An ETF, or exchange traded fund, is a collection of securities that track an index or industry. These securities can be made up of stocks, bonds, commodities, or a mix. ETFs are traded on an exchange and the price can fluctuate throughout the trading day, just like stocks.
When asked, “What is an ETF?” many investors will answer by mentioning the exchange traded fund’s ability to hold an array of investments while tracking an index or industry. ETFs are desirable to many investors due to a myriad of reasons that we look at below.

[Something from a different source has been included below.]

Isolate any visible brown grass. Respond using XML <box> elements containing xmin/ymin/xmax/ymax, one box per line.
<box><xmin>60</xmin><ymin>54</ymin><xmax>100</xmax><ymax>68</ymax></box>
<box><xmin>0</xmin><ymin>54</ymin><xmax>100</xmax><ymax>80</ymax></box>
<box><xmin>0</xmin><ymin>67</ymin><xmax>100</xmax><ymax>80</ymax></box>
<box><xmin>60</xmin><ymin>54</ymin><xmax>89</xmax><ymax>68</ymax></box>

What is an ETF? A diverse investment opportunity for the right investors
ETFs hold multiple assets, unlike a stock which holds only one asset. This is one way ETFs create a greater level of diversification than individual stocks. Many investors strive to create a diversified portfolio so they can lower their risk potential while creating a better chance for higher returns over long periods of time. A diverse portfolio requires less monitoring while providing more stability. Investing in the right ETFs helps build a diversified portfolio because ETFs themselves are made of a collection of securities.
Buying ETFs can lead to lower costs
ETFs provide a lower cost in two main ways. First, the cost of an ETF is always less than if an investor bought all of the same stocks individually. Fewer transactions means few commissions that need to be paid to a stock broker for each trade.
Second, traditional ETFs have a lower expense rate because they track an index, making it a less time-intensive investment. Traditional ETFs are often known as being passively managed because of this ability to track an index.
Understand traditional ETFs and new ETFs
As mentioned above, traditional ETFs come with lower expenses and are passively managed. New ETFs are often actively managed, leading to higher fees. These higher fees could make the ETF less attractive to the buyer, so it is always important to recognize the expense ratio to determine if the new ETF is worth holding. If the costs outweigh the rate of return, then that new ETF may become a problematic investment.
Recognize the benefit of ETFs over mutual funds
Both mutual funds and ETFs involve a collection of investment product options, but there are still some differences between the two. For instance, mutual funds are not traded on an exchange. Instead, mutual fund transactions are made directly with the fund. Mutual funds can only be traded once each day and that is after the market closes for the day.
Mutual funds also have minimum purchase amounts, often around $1,000, whereas there is no minimum amount associated with ETF investing. Mutual funds are actively managed, whereas only some forms of new ETFs involve the same active management. Due to this, the fees behind mutual funds are typically higher than those of ETFs.
Mutual funds tend to incur regular capital gains due to yearly distributions. Traditional ETFs do not have this same issue as a result of low turnover within its holdings.
ETFs and dividend payments
ETFs can yield dividend payments for investors. Due to this and the myriad of other reasons listed above, consider ETF investments if you are interested in lower management costs, less risk, and greater diversification than individual stocks.
Have you ever invested in ETFs? What has your experience been like?